Introduction

In this post we will explore the linguistic behavior of Kiev residents that are also active on Twitter. In a previous post, we carried out an identical task for the city of Barcelona. Even though at first sight Barcelona and Kiev do not seem to have many points in common, in reality they are both large bilingual cities where a language that developed locally coexists with a much more powerful one that has also been spoken for centuries in the city. They also share a history of minoritization of the vernacular language that, strikingly, spans a very similar period of time: roughly the 300 years from the beginning of the 18th century to the end of the 20th century, when Ukraine became an independent country and Catalonia regained some degree of autonomy from Spanish rule.

Both languages have undergone brief periods of cultural revival followed by new waves of repression. Russian was already the dominant language of the city of Kiev in the 19th century according to the General Census of the Russian Empire of 1897, long before the beginning of Soviet rule and before the exodus from the countryside that made Ukrainian a relevant language in Kiev again as a late industrial revolution unravelled in the Russian Empire.
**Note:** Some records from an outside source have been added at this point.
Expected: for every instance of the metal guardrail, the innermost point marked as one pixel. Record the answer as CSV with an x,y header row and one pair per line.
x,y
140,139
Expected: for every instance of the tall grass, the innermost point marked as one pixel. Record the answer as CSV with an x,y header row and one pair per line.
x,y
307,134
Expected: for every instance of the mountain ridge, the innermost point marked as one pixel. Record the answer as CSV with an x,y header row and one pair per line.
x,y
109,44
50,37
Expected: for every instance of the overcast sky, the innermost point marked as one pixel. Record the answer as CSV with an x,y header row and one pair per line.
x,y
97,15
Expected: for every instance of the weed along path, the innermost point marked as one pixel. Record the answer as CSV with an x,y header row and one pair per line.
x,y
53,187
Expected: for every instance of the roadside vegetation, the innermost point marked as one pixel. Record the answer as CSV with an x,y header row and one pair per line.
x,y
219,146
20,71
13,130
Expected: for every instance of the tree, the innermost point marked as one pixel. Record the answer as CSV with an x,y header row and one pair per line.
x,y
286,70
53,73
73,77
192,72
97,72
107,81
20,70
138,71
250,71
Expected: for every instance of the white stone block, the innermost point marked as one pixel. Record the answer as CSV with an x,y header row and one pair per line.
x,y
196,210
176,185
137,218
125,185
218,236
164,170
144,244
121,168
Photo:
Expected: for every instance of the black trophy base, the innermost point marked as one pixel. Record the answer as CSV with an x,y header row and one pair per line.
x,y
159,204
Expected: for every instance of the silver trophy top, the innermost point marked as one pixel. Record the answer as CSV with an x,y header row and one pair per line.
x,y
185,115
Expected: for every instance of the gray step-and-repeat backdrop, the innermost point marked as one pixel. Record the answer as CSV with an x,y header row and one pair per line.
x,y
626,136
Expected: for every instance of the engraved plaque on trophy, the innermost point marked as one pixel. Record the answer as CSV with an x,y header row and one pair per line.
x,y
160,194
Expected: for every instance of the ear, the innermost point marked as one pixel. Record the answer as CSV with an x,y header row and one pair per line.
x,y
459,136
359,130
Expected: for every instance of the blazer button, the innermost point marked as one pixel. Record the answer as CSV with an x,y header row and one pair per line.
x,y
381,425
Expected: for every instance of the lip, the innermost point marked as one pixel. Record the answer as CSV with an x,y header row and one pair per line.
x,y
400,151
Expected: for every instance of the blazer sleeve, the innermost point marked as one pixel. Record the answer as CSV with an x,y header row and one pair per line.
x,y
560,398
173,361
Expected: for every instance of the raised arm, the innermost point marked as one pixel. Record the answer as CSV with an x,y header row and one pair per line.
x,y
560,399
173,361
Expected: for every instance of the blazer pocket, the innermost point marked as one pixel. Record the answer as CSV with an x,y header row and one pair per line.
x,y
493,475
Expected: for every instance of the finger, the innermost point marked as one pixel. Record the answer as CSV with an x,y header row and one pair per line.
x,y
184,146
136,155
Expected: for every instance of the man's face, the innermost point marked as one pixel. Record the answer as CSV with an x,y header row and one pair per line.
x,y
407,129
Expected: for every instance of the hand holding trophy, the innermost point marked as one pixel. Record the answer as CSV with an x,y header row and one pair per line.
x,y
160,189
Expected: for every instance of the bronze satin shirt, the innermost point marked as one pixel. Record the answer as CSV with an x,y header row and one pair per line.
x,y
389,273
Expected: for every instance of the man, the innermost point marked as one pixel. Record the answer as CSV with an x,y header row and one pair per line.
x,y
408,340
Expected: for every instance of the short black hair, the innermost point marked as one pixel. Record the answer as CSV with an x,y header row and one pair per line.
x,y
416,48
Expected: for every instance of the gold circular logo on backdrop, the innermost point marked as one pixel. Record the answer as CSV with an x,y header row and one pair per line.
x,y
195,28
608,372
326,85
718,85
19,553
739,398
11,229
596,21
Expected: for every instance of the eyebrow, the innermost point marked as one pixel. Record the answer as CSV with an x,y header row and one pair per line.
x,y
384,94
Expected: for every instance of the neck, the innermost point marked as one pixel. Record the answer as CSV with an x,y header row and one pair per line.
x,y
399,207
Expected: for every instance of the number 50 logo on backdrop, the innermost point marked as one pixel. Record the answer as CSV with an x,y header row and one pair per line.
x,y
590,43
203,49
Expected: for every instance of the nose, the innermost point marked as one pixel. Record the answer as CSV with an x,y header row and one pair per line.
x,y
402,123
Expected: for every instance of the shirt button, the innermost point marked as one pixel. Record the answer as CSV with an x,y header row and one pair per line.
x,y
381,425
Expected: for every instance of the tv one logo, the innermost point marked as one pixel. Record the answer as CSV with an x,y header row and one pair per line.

This is exactly the same phenomena that took place in Barcelona more than half a century earlier: a predominantly Spanish-speaking city swelled in size as workers poured into it from all rural areas in Catalonia, making Catalan again the most spoken language in the capital. New periods of political repression -and especially in Catalonia, together with massive immigration of Spanish speakers- reestablished the dominance of Russian and Spanish.

A recent visit to Kiev also confirmed very similar dynamics to those of Barcelona in terms of diglossia: the spontaneous use of Russian with strangers (the security guard in a central city mall stopping a suspicious person carrying a bucket), the preference for Russian among staff of a central Hotel, the overwhelming preference for it by passengers and staff alike at Boryspil airport ( also among young flight assistants when talking to each other)... all in a background of boards and signs primarily - and in Kiev almost exclusively - written in the vernacular language, which can be heard rather frequently in the streets.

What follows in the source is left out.